Red Hat Bugzilla – Bug 585802
Problems installing RPMs with LDAP auth configured
Last modified: 2010-06-30 10:38:52 EDT
Description of problem:
I encountered a hang while installing nagios-nrpe on a LDAP authentication enabled system. The hang was associated with the useradd command.
/usr/sbin/useradd -r -d /var/log/nagios -s /bin/sh -c nagios nagios
Only way to get the above command to work was to remove the "ldap" fields from /etc/nsswitch.conf
I was surprised this was a problem as I have pam_min_uid set at 5000 set in /etc/ldap.conf so with the -r flag it shouldnt have even gone to ldap while adding this account.

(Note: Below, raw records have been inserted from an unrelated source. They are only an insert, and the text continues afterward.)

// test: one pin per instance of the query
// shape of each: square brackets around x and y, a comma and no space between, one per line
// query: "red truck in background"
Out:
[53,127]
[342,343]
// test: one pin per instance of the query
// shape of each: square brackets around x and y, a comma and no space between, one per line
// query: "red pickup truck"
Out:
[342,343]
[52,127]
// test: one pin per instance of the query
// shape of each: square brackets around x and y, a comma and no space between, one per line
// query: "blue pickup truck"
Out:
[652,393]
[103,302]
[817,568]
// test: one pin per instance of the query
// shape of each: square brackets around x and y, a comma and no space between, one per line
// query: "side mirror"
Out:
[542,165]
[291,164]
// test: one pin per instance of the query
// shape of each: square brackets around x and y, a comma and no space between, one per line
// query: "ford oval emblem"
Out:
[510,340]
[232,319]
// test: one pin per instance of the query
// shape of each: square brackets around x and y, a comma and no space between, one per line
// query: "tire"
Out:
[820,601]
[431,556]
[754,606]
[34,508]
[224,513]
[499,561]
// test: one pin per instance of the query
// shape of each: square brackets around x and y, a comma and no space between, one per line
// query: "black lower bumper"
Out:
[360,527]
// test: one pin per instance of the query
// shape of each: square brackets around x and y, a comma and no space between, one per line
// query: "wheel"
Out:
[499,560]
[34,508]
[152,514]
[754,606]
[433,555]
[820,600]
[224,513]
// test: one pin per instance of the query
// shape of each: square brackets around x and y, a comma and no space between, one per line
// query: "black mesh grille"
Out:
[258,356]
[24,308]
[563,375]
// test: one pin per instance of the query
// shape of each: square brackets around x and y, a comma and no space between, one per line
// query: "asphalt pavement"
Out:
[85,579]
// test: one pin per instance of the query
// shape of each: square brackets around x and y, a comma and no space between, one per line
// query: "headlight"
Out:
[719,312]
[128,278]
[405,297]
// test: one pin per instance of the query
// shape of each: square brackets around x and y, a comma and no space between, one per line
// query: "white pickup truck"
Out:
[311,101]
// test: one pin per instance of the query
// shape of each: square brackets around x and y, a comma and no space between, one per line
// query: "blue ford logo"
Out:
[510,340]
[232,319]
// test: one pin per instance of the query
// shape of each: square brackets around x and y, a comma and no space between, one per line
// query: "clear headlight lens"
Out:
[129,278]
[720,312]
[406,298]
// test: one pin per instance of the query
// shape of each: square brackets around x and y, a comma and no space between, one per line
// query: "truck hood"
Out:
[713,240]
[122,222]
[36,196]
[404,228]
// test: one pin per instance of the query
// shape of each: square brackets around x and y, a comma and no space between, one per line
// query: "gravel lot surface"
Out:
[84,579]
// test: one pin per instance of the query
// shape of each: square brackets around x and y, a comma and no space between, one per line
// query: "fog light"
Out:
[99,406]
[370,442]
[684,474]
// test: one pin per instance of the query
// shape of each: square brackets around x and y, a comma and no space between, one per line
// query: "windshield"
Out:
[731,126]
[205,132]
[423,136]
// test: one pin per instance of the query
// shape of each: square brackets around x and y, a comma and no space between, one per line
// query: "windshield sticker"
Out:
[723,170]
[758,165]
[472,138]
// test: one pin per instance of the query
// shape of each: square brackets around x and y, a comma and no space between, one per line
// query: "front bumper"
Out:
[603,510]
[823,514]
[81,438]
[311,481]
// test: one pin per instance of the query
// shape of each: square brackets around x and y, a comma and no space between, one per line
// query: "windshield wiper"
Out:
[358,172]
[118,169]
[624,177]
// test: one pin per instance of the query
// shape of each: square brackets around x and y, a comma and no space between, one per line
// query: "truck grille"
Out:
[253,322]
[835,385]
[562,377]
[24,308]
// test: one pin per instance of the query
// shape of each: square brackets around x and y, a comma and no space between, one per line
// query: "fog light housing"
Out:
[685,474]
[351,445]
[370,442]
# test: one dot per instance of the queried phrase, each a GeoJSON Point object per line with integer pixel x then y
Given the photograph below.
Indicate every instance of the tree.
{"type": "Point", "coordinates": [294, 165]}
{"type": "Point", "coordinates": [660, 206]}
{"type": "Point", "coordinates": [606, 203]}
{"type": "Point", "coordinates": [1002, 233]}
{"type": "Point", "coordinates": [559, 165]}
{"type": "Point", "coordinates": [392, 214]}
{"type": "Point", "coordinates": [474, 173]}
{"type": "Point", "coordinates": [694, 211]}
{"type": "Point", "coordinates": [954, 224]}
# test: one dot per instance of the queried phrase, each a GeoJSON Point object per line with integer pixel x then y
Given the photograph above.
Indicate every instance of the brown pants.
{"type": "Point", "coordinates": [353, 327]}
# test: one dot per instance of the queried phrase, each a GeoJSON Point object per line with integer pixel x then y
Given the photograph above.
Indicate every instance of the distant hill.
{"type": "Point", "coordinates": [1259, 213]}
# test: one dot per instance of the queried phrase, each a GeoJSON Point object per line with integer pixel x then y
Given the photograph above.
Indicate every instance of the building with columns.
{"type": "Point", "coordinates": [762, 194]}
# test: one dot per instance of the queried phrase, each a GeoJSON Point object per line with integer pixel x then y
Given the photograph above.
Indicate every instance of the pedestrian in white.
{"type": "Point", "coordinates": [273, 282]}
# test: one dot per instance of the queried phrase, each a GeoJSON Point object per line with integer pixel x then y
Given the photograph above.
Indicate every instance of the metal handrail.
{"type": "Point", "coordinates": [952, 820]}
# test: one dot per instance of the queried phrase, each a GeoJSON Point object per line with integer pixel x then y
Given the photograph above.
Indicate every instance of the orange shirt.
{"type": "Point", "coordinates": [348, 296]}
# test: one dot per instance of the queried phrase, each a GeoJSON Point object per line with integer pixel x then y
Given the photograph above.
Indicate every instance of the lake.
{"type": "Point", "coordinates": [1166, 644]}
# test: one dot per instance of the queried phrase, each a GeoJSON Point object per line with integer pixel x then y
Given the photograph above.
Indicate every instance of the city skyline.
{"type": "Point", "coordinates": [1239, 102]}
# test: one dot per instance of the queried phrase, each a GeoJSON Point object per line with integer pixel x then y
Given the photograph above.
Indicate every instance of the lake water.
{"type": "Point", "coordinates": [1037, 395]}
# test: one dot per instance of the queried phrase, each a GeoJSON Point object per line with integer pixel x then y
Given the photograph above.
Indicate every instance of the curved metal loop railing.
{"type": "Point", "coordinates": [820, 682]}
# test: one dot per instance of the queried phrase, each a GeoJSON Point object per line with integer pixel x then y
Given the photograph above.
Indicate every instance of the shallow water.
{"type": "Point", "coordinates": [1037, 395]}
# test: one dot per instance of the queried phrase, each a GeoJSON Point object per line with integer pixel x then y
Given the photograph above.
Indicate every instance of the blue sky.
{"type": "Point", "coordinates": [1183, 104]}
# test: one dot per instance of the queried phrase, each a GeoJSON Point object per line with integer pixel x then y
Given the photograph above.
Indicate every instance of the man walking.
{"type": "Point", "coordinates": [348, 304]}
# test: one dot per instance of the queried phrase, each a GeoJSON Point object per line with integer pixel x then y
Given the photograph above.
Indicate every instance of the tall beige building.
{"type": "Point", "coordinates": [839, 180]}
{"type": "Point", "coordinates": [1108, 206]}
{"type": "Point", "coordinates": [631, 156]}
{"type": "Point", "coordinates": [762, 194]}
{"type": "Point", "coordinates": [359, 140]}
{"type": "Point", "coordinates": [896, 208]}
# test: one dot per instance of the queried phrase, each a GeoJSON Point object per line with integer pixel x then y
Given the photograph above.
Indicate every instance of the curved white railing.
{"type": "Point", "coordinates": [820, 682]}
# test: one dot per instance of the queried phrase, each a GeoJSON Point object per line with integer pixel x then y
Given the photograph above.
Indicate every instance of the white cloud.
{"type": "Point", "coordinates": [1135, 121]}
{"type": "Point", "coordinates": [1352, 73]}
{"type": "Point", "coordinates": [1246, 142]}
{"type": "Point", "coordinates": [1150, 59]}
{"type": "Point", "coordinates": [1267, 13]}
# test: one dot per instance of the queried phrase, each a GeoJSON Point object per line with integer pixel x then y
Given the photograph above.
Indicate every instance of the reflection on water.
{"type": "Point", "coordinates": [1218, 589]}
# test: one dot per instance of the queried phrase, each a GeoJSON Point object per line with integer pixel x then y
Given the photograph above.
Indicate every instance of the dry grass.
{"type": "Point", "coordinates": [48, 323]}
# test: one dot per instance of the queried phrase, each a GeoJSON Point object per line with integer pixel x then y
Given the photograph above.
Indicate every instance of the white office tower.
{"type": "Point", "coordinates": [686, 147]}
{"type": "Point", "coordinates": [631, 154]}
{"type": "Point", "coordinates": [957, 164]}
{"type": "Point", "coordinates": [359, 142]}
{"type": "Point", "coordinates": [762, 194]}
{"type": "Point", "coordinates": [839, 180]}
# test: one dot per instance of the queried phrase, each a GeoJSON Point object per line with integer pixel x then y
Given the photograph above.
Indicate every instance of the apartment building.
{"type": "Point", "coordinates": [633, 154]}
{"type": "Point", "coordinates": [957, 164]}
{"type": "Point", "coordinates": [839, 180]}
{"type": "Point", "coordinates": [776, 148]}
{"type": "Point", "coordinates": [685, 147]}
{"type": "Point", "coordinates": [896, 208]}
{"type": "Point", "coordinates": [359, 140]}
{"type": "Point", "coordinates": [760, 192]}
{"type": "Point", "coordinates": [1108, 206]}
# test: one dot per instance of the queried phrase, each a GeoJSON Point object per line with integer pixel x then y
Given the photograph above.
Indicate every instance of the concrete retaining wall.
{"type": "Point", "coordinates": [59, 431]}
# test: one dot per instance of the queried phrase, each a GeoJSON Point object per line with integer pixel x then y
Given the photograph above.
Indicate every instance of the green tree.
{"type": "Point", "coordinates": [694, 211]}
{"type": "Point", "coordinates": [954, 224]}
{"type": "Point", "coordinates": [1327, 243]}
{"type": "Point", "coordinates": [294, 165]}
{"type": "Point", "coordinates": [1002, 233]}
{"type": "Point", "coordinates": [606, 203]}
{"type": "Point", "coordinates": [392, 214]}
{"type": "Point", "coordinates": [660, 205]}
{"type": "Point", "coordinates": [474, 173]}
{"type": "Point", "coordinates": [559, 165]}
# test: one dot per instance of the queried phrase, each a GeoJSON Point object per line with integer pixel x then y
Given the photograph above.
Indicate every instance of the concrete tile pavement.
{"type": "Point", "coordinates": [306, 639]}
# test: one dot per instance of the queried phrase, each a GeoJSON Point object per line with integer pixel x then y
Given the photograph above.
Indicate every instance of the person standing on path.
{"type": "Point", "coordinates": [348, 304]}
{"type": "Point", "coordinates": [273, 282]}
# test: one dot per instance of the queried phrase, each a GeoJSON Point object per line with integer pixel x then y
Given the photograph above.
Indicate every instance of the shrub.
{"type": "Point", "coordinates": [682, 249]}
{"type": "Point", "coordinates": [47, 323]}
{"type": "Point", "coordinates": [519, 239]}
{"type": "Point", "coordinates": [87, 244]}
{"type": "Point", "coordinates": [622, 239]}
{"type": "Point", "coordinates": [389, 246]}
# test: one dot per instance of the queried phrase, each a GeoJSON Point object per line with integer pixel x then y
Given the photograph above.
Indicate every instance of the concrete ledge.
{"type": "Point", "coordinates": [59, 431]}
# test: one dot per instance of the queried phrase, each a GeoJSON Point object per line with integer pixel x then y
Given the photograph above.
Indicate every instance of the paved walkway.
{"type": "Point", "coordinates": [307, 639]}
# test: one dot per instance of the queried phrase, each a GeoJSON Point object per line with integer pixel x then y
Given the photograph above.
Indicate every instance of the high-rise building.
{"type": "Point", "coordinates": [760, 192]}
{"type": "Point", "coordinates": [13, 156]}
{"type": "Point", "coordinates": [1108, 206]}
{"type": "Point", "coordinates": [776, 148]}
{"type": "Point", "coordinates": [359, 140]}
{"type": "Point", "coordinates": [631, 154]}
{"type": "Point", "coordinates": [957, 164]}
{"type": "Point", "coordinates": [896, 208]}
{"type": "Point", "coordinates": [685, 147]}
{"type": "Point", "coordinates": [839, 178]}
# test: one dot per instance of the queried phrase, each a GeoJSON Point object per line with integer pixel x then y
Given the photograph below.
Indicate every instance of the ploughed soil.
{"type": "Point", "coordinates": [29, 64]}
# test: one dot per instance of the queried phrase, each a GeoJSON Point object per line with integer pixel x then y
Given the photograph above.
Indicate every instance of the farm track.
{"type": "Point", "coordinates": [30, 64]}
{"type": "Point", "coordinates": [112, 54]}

Version-Release number of selected component (if applicable):
Steps to Reproduce:
1. configure auth to an ldap server, w/o admin ability to create account in ldap
2. attempt to install any rpm that creates a service account
3. watch it hang
This delay most likely occurs when useradd attempts to find an unused UID to assign to the new nagios account. Basically, it has to guess by choosing a UID, checking if there's already a user with that ID, and if there is, checking the next higher one, continuing until it finds one that isn't used. It can take a while, but I believe that tweaking the UID_MIN and UID_MAX values in /etc/login.defs to adjust the range which useradd checks will solve this. Marking this works-for-me because I believe it's solvable in the configuration.